Arno Geiger avait d'emblée fait preuve d'un étonnant mélange d'ambition, d'élégance et de subtilité. Son premier opus traduit en France, en réalité son quatrième, Toutva bien (Gallimard, 2008), imposait un grand romancier à la large palette. L'Autrichien signait là un portrait de famille sur plusieurs générations. Il y jouait admirablement sur les silences et les ombres, insistait en creux sur les petites affaires du quotidien. Avant que ne soit traduit son dernier roman en date, Alles über Sally, sorte de Madame Bovary contemporain, revoilà Geiger avec un récit d'une grande force.
Le vieux roi en son exil parle de son père, August Geiger, né en 1926, troisième enfant d'une famille de dix où l'on ne parlait pas de politique. Un père atteint par la maladie d'Alzheimer qui, quand on lui tend ses chaussettes, peut désormais demander où est la troisième. "Tout ce qui se perd me touche, écrit Geiger. C'est comme si je voyais mon père se vider de son sang au ralenti. La vie s'écoule de lui goutte à goutte. Sa personnalité même s'écoule de lui goutte à goutte."
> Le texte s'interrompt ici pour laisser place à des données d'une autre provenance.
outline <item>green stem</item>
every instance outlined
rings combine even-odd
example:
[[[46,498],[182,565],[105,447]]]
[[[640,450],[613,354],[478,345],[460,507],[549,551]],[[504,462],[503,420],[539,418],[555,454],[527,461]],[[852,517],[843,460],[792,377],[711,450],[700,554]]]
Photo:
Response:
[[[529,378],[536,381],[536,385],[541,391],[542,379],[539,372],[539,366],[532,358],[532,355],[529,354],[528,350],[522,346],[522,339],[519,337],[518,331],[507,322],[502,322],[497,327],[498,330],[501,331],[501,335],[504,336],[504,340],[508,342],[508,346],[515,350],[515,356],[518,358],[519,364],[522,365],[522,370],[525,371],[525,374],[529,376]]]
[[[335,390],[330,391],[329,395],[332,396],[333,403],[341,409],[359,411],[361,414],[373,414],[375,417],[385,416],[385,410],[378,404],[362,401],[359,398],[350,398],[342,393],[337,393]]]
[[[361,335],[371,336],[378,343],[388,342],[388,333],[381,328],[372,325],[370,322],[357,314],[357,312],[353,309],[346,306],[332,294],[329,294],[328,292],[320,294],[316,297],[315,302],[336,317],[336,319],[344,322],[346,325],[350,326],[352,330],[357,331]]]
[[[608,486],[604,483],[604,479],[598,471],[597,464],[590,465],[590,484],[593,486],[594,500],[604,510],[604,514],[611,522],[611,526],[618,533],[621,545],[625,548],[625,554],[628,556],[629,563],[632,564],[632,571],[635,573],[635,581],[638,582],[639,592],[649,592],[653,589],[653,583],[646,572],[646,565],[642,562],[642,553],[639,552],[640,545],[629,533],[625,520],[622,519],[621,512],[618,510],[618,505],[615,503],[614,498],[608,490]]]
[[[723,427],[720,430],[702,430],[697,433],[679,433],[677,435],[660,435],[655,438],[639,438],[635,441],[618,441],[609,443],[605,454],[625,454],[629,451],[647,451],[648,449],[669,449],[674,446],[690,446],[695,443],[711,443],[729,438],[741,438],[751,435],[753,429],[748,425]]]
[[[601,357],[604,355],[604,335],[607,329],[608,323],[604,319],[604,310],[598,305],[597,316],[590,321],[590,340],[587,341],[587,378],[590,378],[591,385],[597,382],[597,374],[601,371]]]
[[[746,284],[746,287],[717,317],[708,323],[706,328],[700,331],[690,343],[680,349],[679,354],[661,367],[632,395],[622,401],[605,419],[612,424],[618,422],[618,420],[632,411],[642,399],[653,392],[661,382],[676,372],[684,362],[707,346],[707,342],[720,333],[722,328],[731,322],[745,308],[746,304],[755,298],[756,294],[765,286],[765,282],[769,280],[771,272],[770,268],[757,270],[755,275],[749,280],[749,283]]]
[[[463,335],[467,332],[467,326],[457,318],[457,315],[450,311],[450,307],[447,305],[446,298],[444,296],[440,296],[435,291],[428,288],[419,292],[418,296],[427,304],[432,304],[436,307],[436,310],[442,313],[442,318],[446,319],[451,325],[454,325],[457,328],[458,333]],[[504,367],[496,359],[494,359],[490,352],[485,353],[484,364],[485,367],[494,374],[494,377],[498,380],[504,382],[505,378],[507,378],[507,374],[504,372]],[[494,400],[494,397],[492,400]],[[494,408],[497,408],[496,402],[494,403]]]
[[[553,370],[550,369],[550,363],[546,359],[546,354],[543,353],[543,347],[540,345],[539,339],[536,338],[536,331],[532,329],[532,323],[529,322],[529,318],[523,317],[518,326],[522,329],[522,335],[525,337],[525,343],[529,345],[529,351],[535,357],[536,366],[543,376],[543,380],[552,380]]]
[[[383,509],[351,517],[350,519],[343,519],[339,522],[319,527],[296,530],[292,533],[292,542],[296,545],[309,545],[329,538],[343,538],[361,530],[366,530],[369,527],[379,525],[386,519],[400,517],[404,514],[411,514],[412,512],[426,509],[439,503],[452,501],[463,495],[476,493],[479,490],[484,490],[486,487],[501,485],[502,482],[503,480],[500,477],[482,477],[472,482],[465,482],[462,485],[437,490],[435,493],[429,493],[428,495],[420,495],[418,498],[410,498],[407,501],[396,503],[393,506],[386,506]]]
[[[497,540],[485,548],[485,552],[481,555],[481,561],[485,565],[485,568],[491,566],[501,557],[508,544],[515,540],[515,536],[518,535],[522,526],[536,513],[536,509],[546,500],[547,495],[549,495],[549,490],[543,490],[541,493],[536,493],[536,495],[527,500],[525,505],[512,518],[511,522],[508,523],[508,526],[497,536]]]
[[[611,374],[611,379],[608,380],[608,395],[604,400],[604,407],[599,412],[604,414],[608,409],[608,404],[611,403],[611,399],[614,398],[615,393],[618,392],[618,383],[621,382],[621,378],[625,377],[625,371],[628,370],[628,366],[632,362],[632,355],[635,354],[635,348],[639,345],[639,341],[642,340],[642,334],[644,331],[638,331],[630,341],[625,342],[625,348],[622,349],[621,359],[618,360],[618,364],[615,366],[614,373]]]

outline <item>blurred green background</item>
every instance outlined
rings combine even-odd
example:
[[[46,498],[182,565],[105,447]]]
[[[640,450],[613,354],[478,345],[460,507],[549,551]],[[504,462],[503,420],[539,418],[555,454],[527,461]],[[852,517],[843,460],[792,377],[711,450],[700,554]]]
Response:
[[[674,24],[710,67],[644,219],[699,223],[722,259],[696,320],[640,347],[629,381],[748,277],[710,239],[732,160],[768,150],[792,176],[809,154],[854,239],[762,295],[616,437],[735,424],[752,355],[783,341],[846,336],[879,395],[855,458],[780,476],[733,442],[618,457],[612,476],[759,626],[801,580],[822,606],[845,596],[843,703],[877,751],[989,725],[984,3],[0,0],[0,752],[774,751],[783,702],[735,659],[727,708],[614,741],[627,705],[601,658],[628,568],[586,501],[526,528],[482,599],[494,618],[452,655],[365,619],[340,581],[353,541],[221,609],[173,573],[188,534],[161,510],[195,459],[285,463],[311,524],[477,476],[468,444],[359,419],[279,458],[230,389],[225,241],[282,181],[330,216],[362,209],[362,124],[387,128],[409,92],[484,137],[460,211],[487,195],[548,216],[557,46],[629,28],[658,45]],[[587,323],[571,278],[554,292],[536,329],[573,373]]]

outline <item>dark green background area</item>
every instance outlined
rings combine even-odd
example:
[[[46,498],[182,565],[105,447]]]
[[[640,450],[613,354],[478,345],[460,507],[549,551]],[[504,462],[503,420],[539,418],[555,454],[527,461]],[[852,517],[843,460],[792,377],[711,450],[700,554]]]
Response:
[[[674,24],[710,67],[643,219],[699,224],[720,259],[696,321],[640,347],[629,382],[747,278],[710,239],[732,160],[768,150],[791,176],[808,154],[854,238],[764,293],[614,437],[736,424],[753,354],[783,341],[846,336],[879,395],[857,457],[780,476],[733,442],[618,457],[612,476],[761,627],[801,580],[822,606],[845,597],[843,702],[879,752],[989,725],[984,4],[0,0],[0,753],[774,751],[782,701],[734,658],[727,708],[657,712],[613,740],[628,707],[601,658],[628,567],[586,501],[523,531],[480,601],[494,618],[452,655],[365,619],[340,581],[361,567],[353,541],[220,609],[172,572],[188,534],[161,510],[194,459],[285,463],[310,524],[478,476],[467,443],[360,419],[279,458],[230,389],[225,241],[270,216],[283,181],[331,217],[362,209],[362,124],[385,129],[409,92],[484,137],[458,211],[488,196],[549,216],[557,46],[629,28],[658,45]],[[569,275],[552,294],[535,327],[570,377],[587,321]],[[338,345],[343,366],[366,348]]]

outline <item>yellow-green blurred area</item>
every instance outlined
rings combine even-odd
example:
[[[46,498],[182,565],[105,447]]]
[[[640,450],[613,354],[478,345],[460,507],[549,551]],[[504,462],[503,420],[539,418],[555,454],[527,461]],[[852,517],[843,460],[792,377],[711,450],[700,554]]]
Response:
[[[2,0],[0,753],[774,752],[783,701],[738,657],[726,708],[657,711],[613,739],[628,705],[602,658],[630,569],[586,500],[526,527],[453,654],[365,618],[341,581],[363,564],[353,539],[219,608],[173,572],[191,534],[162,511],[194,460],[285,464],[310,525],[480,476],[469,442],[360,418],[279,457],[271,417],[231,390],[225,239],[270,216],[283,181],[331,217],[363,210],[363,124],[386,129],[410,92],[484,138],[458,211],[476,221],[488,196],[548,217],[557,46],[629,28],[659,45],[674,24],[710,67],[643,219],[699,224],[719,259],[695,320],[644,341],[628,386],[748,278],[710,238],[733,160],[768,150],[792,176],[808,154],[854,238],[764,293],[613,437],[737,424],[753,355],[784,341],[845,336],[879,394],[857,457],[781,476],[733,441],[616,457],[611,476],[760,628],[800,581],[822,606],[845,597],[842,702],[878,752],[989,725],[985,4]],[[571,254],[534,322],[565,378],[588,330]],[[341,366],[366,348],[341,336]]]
La décrépitude mentale l'amène à déambuler "sans trêve ni repos comme un vieux roi sans exil" dans la maison qu'il a bâtie dans les années 1950 et où il habite depuis. Les premiers signes de la maladie remontent aux années 1990, lors du mariage du frère aîné de l'écrivain, ou lorsque ce dernier donnait une interview à la parution de son premier livre. Voici devant nous rassemblées toutes les facettes d'un homme de nature renfermée. Un homme qui ne voyageait jamais puisqu'il assurait avoir vu le monde pendant la guerre.
Au milieu de l'année 1944, August avait quitté le service du travail obligatoire pour rejoindre la Wehrmacht. Puis il avait été envoyé en 1945 sur le front de l'Est en qualité de camionneur alors qu'il n'avait pas son permis de conduire, avant d'être arrêté par les Russes et placé dans un camp de prisonniers.
"La maladie d'Alzheimer est une maladie qui, comme tout ce qui a quelque importance, nous en dit long sur autre chose qu'elle-même", avance Arno Geiger. Lequel montre la progression lente et irrésistible de la maladie, décrit la dégénérescence de son géniteur en même temps qu'il égraine les souvenirs d'enfance. Et s'interroge sur celui qui a été quitté par sa femme, bien plus jeune que lui, après trente ans de mariage. Celui qui fut secrétaire administratif à la mairie où il se rendait sur sa bicyclette trois vitesses au guidon recourbé.
Bouleversant, Le vieux roi en son exil décrit la colère et la rage face à une situation terrible, mais aussi une vraie envie de compréhension. Un fils y tend la main à son père. Le résultat ne peut laisser indifférent.